Regardless of anything else, I leave personal attacks out of the equation unless someone personally attacks me.
Stating what is technically correct doesn't always a) apply to the discussion or b) change an opinion. For example, my opinion is that there is something wrong with the SS system since it's reporting that people who can't possibly be alive are receiving benefits. You wrote a very long, and probably technically correct, post about programming languages..... a post that, despite likely being technically accurate, changed nothing as far as the reality of the SS system because the system is STILL reporting that millions of people, way past any medically possible age, are receiving benefits.
I don't know what you want me to say. The SS database is reporting things that are impossible by today's medical standards. Do you want me to ignore that because you know more about programming languages than I do?
The issue that people have with me is that I don't neatly align with either political party's views and I don't share in the panic that seems to consume both the right and left. I can't make myself feel panicked because Trump is president any more than a Democrat can make themselves not feel panicked because Trump is president.
1. The SS database is not in fact "reporting" any such thing. In fact, databases don't "report" anything. They store data. In your word processing program, there's a database of all valid English words, which is what it uses to spell check. The database is just the list of words. The spell checker uses that data, according to its own programming, to do its job.
That's why not using a database column is immaterial. If there's a database column full of junk, don't use it. There's no law that says it has to be used. And that's the right approach -- or at least the approach used virtually all of the time in industry -- because correcting the data is incredibly time consuming for no benefit.
2. So this is a great example of what I'm talking about. You're saying that what I wrote changes nothing about the reality . . . but you say that only because you don't understand the actual reality. You think the database does things that it does not do. If there are benefits being paid to dead people (there aren't), you don't fix that in the database. You fix it in the program you wrote that pulls data and makes decisions.
I'm obviously way more knowledgeable about this topic than you are, and I'm not a silly person. So if I write a long post explaining the situation, maybe you could ask yourself the following question: "if what super wrote is irrelevant, why would he write it? " And the answer should be, "hmm, maybe I'm not understanding what is and isn't relevant. Maybe I should ask some questions." When you say "what you wrote doesn't matter" you're insulting me. You're telling me that I can't even figure out the relevant principles, which is infuriating when the problem is that you don't know enough to understand the basics.
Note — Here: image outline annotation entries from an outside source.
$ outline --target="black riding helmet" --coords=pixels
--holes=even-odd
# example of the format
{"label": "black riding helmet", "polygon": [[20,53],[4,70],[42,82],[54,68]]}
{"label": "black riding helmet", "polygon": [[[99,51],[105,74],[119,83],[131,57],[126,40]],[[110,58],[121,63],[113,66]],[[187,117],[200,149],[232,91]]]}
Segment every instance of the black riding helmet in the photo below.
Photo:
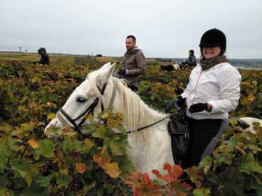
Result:
{"label": "black riding helmet", "polygon": [[190,50],[189,52],[192,53],[192,54],[194,54],[195,53],[193,50]]}
{"label": "black riding helmet", "polygon": [[40,51],[40,52],[43,51],[45,52],[46,52],[46,50],[45,50],[45,47],[41,47],[41,48],[39,48],[38,51]]}
{"label": "black riding helmet", "polygon": [[212,29],[206,31],[200,40],[199,47],[203,55],[203,47],[205,45],[219,45],[221,47],[219,55],[223,55],[226,50],[226,38],[225,34],[220,30]]}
3. The issue that people have with you has nothing to do with your political alignment. Well, that's not my issue with you at least. My issue is that you form and then express opinions that have no basis in reality, because you don't understand how that reality works. That's not true of you 100% of the time, but it's true an alarmingly high percentage.
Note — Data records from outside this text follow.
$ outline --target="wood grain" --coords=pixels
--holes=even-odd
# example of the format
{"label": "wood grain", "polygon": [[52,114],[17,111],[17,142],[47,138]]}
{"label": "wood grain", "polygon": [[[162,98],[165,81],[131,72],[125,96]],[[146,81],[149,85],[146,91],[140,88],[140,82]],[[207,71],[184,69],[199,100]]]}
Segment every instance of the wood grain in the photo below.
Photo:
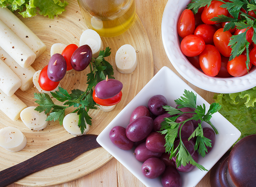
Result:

So you start taking positions -- right, left, center, contrary, whatever -- that are fundamentally incorrect, and you don't even know enough to see why or how they are incorrect. Too You don't advance conversations. You're not a knowledge source; you're a knowledge sink, except you don't even absorb the knowledge being imparted to you.
Imagine you're watching a football game with someone who really doesn't know much about the sport at all. S/he says, "why are the coaches so stupid? They should put all the linemen out to the side, snap the ball, throw it out to a WR and let the line block for the receiver on the outside." You say, it doesn't work like that. And your friend insists that it would be a great idea because it makes sense to them. Then you explain legal and illegal formations, and it makes no difference. You explain that the QB would be under immediate pressure, and the pass to the WR can be easily intercepted by a DB at the line of scrimmage sprinting into the backfield. And yet the person continues to insist that there's a good idea in there.
Wouldn't you find that incredibly frustrating?